Carloman de Blinde

Uit Wikipedia, de vrije encyclopedie

Carloman de Blinde (847 - Echternach, 876) was de derde zoon van Karel de Kale en diens eerste echtgenote Ermentrudis van Orléans.

Omdat Karel de Kale een strijd tussen zijn zonen om de kroon wilde vermijden en de oudste zoon Lodewijk de Stamelaar als opvolger had aangeduid, stak hij diens jongere broers al jong in het klooster. Carloman kreeg volgens de Annales Bertiniani al in 854 de tonsuur.

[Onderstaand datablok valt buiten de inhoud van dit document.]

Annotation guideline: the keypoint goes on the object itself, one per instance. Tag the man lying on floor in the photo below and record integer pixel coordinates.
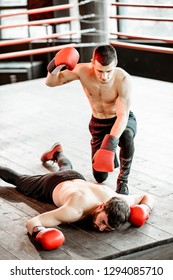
(76, 199)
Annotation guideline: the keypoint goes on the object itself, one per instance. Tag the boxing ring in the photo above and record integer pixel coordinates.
(43, 111)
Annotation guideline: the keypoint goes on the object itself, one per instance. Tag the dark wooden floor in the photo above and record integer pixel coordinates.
(33, 117)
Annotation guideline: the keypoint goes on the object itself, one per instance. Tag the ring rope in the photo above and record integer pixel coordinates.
(39, 11)
(40, 22)
(130, 36)
(141, 18)
(53, 36)
(119, 4)
(142, 47)
(45, 50)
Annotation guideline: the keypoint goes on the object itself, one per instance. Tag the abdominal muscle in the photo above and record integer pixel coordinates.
(63, 191)
(86, 191)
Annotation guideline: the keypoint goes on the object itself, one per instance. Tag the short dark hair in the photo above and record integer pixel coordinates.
(105, 54)
(118, 211)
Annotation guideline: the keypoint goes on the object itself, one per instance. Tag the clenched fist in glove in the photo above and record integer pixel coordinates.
(139, 214)
(68, 57)
(104, 158)
(49, 238)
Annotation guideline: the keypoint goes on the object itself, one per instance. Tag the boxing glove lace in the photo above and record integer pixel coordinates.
(139, 214)
(49, 238)
(105, 159)
(68, 57)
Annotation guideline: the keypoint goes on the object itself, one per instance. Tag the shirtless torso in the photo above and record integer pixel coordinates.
(77, 199)
(108, 89)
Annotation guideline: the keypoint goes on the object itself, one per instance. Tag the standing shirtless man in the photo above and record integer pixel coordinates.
(108, 89)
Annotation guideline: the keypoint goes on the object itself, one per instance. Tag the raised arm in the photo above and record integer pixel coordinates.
(67, 57)
(122, 105)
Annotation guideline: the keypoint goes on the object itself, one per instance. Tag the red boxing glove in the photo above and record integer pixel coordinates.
(105, 159)
(139, 214)
(68, 57)
(49, 238)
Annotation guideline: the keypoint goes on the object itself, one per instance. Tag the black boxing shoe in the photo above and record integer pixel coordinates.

In 860 werd hij abt van de Sint-Medardusabdij te Soissons[1]. Na de dood van zijn broer Lothar in 865 kreeg hij ook de abdij van Sint-Germanus van Auxerre. Daarna kreeg hij nog andere abdijen onder andere te Metz en te Lobbes[2][3].

In 869 kwam hij in opstand tegen zijn vader. Die liet hem opsluiten te Senlis. Na tussenkomst van paus Adrianus II liet Karel de Kale zijn zoon vrij en verplichtte hij hem om deel te nemen aan zijn veldtocht tegen Girard II van Roussillon in 870. Carloman deserteerde en plunderde[4] samen met andere deserteurs de streek rond Reims tot in België. Boudewijn I van Vlaanderen probeerde tevergeefs te bemiddelen tussen vader en zoon.

Karel de Kale slaagde erin om zijn zoon gevangen te nemen. Door bemiddeling van aartsbisschop Hincmar van Reims liet Karel de Kale zijn zoon excommuniceren. Nu hij geen geestelijke meer was, kwam hij opnieuw in aanmerking als troonsopvolger en een groep opstandelingen schoof hem in die hoedanigheid naar voor. Om dit onmogelijk te maken liet Karel de Kale in 873 zijn zoon de ogen uitsteken en hem opsluiten in de Abdij van Corbie.

Carloman kon ontsnappen en vluchten naar zijn oom Lodewijk de Duitser. Die maakte hem abt van de Abdij van Echternach.